The importance of requirements in the process of designing correct systems is being increasingly recognized. In the last years, several formalisms for describing requirements have been developed and made their way into the design process.
PSL has been proposed as a means to write specifications that are both easy to read and mathematically precise; it integrates temporal operators and regular expressions, and allows for the representation of the full class of omega-regular languages.
RAT (Requirements Analysis Tool) is a tool supporting a methodology to pinpoint defects in a set of requirements specifying the expected behavior of the new system.
In particular, given a set of requirements R, expressed as a set of PSL properties, we propose to assess whether they are “strict” enough (i.e. all unexpected behaviors are ruled out) by checking if the set of “assertions” A (i.e. properties that are expected to hold on all the behaviors described by R), is indeed logically entailed by R.

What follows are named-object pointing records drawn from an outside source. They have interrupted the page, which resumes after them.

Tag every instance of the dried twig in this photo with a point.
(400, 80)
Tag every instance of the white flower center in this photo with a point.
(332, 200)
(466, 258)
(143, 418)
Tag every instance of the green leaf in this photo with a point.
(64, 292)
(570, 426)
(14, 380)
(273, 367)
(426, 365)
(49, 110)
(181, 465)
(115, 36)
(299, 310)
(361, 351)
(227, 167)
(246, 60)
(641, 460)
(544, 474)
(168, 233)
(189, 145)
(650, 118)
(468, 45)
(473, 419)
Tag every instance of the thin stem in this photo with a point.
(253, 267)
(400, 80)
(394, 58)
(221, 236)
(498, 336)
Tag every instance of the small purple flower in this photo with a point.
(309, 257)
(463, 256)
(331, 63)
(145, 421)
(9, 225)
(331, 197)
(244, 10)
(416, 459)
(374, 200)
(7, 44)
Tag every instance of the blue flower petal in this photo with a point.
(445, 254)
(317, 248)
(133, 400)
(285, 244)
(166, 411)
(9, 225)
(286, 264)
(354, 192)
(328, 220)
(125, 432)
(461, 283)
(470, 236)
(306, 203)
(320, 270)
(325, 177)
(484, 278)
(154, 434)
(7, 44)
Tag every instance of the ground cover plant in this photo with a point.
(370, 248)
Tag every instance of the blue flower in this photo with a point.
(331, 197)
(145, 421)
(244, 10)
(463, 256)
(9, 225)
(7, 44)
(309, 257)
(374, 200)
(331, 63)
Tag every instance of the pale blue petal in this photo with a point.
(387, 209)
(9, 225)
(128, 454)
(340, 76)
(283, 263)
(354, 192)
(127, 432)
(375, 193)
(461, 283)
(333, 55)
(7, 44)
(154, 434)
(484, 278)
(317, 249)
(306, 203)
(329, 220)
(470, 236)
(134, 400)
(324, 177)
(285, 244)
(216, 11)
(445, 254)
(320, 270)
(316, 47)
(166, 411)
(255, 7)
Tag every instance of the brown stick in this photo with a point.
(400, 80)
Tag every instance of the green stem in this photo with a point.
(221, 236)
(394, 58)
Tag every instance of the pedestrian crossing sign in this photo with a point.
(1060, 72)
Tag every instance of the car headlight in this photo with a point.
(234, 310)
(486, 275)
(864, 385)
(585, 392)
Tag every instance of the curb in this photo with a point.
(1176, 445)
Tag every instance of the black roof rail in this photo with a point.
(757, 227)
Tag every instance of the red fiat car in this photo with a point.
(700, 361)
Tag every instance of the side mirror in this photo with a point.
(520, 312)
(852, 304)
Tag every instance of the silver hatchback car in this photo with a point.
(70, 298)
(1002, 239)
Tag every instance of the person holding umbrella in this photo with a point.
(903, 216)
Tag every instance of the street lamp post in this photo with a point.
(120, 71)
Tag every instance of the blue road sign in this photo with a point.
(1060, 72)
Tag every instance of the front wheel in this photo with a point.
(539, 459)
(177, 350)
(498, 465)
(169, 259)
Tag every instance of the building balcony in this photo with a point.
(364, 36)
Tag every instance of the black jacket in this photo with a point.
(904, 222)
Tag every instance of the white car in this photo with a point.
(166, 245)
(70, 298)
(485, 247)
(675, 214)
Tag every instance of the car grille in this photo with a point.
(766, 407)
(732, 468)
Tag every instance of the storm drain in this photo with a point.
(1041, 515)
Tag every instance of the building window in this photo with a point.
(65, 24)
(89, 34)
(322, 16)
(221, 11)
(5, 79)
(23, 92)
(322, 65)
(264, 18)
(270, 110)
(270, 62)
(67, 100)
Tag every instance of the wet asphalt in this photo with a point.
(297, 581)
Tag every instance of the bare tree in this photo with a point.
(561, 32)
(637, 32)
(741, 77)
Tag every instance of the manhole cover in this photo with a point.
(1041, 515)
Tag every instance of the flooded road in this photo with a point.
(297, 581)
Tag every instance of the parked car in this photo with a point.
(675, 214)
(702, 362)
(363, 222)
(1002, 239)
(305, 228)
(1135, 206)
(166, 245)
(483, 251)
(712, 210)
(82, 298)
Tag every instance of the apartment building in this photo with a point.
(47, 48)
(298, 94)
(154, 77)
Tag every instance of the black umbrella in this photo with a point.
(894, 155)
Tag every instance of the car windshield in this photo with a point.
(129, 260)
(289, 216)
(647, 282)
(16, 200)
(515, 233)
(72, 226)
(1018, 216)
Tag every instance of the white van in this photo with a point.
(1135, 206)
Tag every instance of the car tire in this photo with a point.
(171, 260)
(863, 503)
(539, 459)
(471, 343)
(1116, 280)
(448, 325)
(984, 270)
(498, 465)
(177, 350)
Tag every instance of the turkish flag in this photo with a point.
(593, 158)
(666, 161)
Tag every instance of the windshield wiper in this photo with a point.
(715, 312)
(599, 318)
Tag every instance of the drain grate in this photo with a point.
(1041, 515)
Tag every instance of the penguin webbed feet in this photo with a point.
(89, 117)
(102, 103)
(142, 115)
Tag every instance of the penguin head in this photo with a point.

Similarly, we check if our requirements are “permissive” enough (i.e. all interesting behaviors have not been ruled out), by checking if a set P of “possibilities” (i.e. properties that desribe behaviors that we expect R not to rule out) is indeed compatible with R.

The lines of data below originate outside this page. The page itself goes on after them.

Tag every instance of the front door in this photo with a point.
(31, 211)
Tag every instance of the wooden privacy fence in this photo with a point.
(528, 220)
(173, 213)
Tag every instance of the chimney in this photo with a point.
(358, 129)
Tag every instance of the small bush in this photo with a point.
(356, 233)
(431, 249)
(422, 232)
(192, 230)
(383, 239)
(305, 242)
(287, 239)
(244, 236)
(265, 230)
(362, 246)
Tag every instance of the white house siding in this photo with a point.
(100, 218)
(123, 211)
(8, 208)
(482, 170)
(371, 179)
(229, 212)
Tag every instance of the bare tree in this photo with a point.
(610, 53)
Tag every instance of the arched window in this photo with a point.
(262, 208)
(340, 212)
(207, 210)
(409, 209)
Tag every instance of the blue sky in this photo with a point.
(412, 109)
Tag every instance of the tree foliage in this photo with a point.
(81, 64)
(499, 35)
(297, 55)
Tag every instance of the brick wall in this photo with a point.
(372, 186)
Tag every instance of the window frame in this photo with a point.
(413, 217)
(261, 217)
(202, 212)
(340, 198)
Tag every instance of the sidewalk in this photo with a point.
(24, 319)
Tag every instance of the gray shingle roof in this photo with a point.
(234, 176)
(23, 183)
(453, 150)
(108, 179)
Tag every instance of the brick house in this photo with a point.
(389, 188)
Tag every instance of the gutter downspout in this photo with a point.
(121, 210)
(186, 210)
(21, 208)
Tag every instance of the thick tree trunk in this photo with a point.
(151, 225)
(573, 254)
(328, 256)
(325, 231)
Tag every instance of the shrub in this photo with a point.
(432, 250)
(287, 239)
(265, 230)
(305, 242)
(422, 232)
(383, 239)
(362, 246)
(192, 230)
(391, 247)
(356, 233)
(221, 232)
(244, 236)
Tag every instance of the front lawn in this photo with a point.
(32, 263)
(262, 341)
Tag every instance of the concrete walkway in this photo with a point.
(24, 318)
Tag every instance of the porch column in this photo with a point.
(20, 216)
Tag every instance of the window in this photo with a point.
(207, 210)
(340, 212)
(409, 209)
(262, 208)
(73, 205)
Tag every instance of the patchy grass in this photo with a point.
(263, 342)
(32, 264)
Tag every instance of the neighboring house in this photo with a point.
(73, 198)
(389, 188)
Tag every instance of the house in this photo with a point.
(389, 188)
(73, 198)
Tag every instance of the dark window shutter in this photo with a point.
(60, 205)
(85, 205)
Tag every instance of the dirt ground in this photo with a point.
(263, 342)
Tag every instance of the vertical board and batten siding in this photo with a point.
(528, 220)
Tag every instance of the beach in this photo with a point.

RAT allows also to check whether a set of requirements is realizable, that’s if it there exists an implementation that, regardless of the behaviors of the enviroment compatible with the assumption on it, fulfills the guarantee on the behaviors of the system.
Last but not least, the tool provides the user the ability to play with the semantics of PSL properties by allowing the inspection of behaviors compatible with the PSL property itself.
RAT has been developed as a joint work among ES Unit of FBK and the Institute for Software Technology of the Technical University of Graz.
The development of RAT was made possible under the PROSYD project, founded by a generous grant of the European Commission, Information Society Technologies under contract 507219.